Question

the function $g(x) = 10x^2 - 100x + 213$ written in vertex form is $g(x) = 10(x - 5)^2 - 37$. which statements are true about $g(x)$? select three options.

• the axis of symmetry is the line $x = -5$.
• the vertex of the graph is $(5, -37)$.
• the parabola has a minimum.
• the parabola opens up.
• the value of $a$, when the equation is written in vertex form, is negative.

Explanation:

Step1: Recall vertex form rules

For $g(x)=a(x-h)^2+k$, vertex is $(h,k)$, axis is $x=h$.

Step2: Identify $a, h, k$

From $g(x)=10(x-5)^2-37$, $a=10$, $h=5$, $k=-37$.

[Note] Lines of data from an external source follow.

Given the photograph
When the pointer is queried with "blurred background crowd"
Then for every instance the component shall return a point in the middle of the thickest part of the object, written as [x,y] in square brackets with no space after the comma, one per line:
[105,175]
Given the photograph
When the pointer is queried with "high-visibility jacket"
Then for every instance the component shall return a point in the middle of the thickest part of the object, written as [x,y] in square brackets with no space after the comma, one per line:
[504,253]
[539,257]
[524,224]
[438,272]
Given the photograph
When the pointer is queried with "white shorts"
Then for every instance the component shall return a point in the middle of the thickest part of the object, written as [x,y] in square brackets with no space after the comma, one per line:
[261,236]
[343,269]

Step3: Verify axis of symmetry

Axis is $x=5$, so $x=-5$ is false.

Step4: Verify vertex

Vertex is $(h,k)=(5,-37)$, so this is true.

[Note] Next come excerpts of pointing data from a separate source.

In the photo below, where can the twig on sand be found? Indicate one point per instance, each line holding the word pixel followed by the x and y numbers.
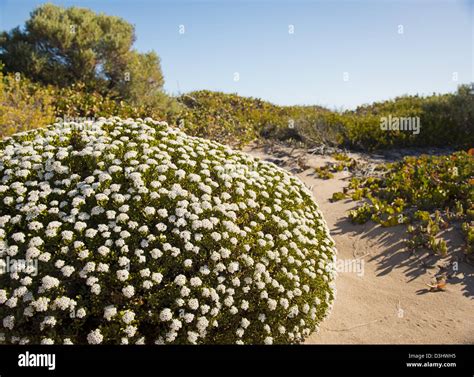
pixel 353 327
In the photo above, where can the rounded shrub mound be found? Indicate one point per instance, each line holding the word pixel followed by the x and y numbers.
pixel 131 232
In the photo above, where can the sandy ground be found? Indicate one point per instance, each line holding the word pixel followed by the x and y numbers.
pixel 382 296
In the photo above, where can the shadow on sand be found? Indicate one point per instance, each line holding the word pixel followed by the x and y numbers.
pixel 413 264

Step5: Check parabola direction

$a=10>0$, so parabola opens up, has a minimum. These are true.

Step6: Check sign of $a$

$a=10$ is positive, so "negative $a$" is false.

Answer:

• The vertex of the graph is (5, -37).
• The parabola has a minimum.
• The parabola opens up.